Dün okumuştum onu. Beni okuduğundan mutlu olarak. O da mutlu olmuştu benim Nazım okuduğumdan. Hayatın değişeceğine olan inancımdan, bunun dizelere dökülmesinden mutluydu. Ben, beni anlamasından mutluydum.


Sonra bugün oldu. Onunla ilgili bir haber okudum. Böyle öğrendim bir yıldızın daha kaydığını. Belki son sözlerinden birisi olmuştum, son düşündüklerinden birisi. Belki o an yeniden umutlanmıştı, minik bir kıpırdanma olmuştu, bir serinlik hissetmişti...


Bizi birbirimize sarmalayan insanın ve kelimelerin güzelliğiydi.


Sennur Sezeri'in okul öncesi, çocuk ve gençlik kitapları alanına yönelik elektronik olarak çıkan İyi Kitap'ın 77. Sayısı'ndaki yazısını aşağıda okuyabilirsiniz.




Hepimiz Afrikalıyız!

   Bilirsiniz ya da duymuşsunuzdur; ünlü bir şairin bir dizesinin daha genç bir şair tarafından şiirine katılması, ünlü bir yönetmenin bir sahnesinin daha genç bir yönetmence kendi filminde yinelenmesi gençlerin ustalarına saygı duruşu sayılır.

   Zelal Özgür Durmuş, çocuklara yapısı insanları çok hatırlatan maymun ailesini anlatırken böyle bir saygı duruşuyla başlamış kitabına:
“Haydarpaşa Garı’nda
Deniz kokan merdivenlerde
Nâzım Hikmet
oturmuş düşünüyor”

   Zelal Özgür Durmuş, Nâzım Hikmet’e saygı duruşunun ardından, 5 yaşından 64 yaşına bir insanın düşüncelerinde maymunları, evrimi ve yaşamı anlatıyor bize.

   Kahramanımız beş yaşında, sokağındaki canlıları birbiriyle karşılaştırmaya çalışıyor.
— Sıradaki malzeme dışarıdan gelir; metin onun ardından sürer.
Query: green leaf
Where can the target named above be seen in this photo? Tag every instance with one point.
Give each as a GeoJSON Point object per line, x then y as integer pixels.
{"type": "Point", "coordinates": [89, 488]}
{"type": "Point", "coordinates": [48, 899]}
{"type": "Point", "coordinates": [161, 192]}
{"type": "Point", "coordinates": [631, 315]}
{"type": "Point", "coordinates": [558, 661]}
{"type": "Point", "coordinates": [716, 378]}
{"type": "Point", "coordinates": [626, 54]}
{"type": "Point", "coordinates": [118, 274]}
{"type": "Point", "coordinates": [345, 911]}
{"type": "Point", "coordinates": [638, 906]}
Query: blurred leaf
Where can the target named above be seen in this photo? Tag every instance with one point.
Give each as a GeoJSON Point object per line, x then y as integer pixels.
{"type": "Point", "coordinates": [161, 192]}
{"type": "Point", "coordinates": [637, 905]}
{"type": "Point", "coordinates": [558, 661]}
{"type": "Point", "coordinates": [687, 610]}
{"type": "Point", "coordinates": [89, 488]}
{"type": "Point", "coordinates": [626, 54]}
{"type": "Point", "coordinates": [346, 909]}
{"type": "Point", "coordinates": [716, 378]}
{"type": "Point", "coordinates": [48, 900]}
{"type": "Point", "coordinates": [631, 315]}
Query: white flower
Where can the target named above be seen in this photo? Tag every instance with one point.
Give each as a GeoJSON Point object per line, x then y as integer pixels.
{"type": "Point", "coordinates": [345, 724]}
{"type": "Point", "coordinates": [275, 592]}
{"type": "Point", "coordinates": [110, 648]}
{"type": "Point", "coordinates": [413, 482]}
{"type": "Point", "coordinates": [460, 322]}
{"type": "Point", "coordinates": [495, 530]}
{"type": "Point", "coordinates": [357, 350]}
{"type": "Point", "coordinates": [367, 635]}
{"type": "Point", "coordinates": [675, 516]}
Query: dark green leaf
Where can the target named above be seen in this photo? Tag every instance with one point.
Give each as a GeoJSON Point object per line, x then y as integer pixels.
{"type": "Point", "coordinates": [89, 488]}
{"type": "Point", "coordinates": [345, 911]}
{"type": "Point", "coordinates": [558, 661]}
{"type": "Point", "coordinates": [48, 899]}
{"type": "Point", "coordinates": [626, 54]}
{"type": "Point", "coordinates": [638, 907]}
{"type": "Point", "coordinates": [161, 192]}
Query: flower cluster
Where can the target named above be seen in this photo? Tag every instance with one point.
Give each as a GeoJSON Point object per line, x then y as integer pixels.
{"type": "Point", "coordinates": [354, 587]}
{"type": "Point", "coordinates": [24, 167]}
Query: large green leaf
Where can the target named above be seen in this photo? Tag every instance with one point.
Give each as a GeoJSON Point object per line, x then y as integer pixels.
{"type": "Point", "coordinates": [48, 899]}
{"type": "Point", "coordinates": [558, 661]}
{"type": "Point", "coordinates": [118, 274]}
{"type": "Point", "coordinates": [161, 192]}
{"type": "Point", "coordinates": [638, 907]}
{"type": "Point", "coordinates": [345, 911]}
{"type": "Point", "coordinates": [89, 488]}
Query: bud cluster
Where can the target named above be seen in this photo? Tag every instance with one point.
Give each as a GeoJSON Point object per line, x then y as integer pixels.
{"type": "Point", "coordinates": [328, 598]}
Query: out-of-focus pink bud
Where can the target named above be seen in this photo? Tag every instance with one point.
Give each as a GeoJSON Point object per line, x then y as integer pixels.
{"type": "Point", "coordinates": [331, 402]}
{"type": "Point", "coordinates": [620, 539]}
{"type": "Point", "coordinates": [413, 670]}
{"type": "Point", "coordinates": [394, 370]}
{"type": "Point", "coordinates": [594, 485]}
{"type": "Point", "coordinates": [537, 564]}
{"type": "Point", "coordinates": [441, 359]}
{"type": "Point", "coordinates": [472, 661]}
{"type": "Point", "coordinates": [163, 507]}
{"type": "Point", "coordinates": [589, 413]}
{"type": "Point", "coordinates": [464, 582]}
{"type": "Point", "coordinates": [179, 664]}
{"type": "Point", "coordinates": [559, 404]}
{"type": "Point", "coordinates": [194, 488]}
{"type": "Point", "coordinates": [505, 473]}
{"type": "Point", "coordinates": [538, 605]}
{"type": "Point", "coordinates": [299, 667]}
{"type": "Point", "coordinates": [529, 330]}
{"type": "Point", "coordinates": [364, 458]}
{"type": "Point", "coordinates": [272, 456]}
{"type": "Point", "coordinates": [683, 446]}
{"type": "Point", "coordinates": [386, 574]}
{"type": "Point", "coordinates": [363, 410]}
On beş yaşında şempanzelerin ceviz ayıklamasının insanlarla benzerliğini fark ediyor. O arada da “evrim” olgusu geliyor aklına. Yani canlıların gelişerek ve yaşadıkları yere göre değişerek ilerlemesi.

   Ortak bir atadan gelen binlerce canlı. Eminim şimdi siz de sorular soruyorsunuz, merak ediyorsunuz: “Nasıl bir canlıyla atam ortak olabilir benim? Kuşlar uçuyor, ben uçamıyorum; kedinin tüyleri var, benim yok. Benim akrabalarım hangi canlılar?”

   Sonra yaşamın başlangıcını fısıldıyor bize yazar: Önce hücreler, daha doğrusu hücreleri oluşturan moleküller, bütün canlıların ortak yapı taşı.
“Moleküller yüzmüş en eski sularda.
Birleşmiş, itişmiş.
Biçim biçim yağ damlasına dizilmiş.
(...) Ayrılmamış, çoğalmış damlalar.
Tek vücut olmuş hücreler.”

   Sizi bilmem ama ben hemen soruyorum; “Ne zaman olmuş bu büyük değişim?”

   Kitapta yirmi üç yaşındaki delikanlı “Dünya üç bin milyon yaşındayken” diye cevaplıyor beni.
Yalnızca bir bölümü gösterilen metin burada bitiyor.